How was that possible?
When Harper limped back to the crime tape a few minutes later, the news crews were leaning against their vans, drinking coffee from cardboard cups.
Spotting her, Natalie’s eyebrows shot up. ‘What the hell happened to you?’
Harper had brushed as much of the dirt from her clothes as she could, but her ankle had begun to swell. She was hot and sweaty, her clothes clung to her back.
‘I tripped on a broken curb. Twisted my ankle.’ She made a vague gesture that she hoped said would-you-believe-it-what-a-day, and limped over to where Miles stood some distance away, watching this exchange without expression.
‘I assume that went as well as could be expected.’ His tone was dry.
‘It went fine,’ she said shortly. ‘How about at this end?’
He gave a one-shoulder shrug.
‘The TV crews are now very exercised about the lack of information.’ He gestured at her disheveled appearance. ‘What the hell happened back there? You look like you walked through a snake’s nest.’
‘I fell,’ she said, ‘coming back over the fence. That’s all.’
He stepped closer to her.
‘You got in the crime scene?’ His voice was barely above a whisper.
‘I got a look,’ she said. ‘I didn’t go in.’
He looked at her with reluctant curiosity.
‘What’d you see in there?’
In her mind Harper saw the pale body. The spreading pool of deep red. Her mother’s kitchen.
But she made herself think like a reporter.

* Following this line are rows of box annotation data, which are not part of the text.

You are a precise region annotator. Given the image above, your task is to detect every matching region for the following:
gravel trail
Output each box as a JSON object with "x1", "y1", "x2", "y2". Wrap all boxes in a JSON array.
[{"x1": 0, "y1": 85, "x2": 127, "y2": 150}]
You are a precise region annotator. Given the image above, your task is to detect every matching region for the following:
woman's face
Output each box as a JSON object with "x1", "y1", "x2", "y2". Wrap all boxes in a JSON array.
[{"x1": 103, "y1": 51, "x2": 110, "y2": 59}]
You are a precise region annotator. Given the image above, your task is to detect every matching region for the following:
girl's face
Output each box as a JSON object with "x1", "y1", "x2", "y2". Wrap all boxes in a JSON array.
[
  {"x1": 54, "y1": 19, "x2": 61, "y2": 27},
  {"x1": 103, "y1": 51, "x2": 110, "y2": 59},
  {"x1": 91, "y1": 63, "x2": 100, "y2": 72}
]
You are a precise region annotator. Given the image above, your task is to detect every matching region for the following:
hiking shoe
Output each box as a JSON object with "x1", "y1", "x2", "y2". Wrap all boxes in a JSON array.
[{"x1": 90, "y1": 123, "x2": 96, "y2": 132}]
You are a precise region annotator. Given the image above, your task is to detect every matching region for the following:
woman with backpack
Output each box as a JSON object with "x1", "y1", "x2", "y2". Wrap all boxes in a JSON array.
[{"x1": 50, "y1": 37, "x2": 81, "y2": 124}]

‘The victim’s in the kitchen,’ she said evenly. ‘Looks like it’s the mother, as we thought. Seems to be only one victim – the coroner and Blazer were both in the room with her. The forensics unit is examining the body now.’
Miles knew her well enough to know she wasn’t telling him everything.

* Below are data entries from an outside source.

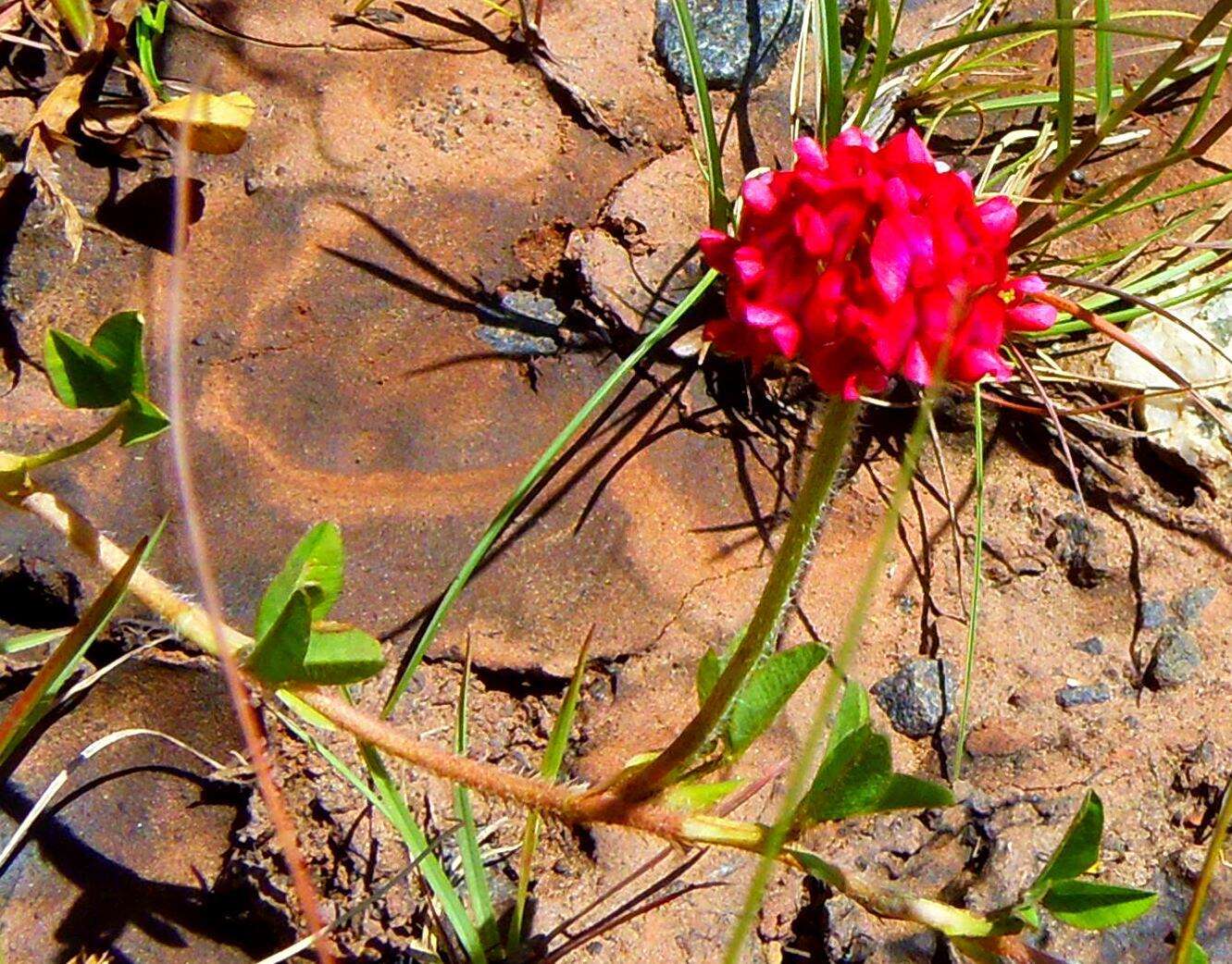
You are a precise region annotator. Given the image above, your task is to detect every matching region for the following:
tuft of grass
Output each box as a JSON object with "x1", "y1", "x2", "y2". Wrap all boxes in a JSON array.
[
  {"x1": 505, "y1": 626, "x2": 595, "y2": 960},
  {"x1": 384, "y1": 271, "x2": 718, "y2": 717},
  {"x1": 454, "y1": 636, "x2": 500, "y2": 948},
  {"x1": 953, "y1": 382, "x2": 984, "y2": 781}
]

But when he spoke, all he said was, ‘She shot?’
‘Stabbed. Repeatedly.’
A flare of interest in his eyes.
‘Stabbing’s a personal crime,’ he mused, rubbing his jaw. ‘Crime of passion. They’ll be looking at the husband.’
‘I don’t think there is one.’
‘An ex-husband then. Or a boyfriend.’ He met her eyes. ‘You said this scene reminded you of another crime. Is it the same?’
Harper had promised him an explanation but now wasn’t the time to get into everything.
‘Looks a lot like it,’ she said. ‘Before I can be sure, though, I need to do some research.’ She paused. ‘The other crime … It’s an old one, Miles.’
‘How old?’
‘Fifteen years.’
His eyes left hers, sweeping down to the house in the distance.
‘Now why,’ he wondered aloud, ‘would someone kill and then not kill again for fifteen years?’
Harper didn’t reply. But it was a good question.
Why would her mother’s killer be back now? Where had he been for all these years?
Police had investigated her murder for months. Harper’s family had protected her as much as they could from what was happening but she’d known.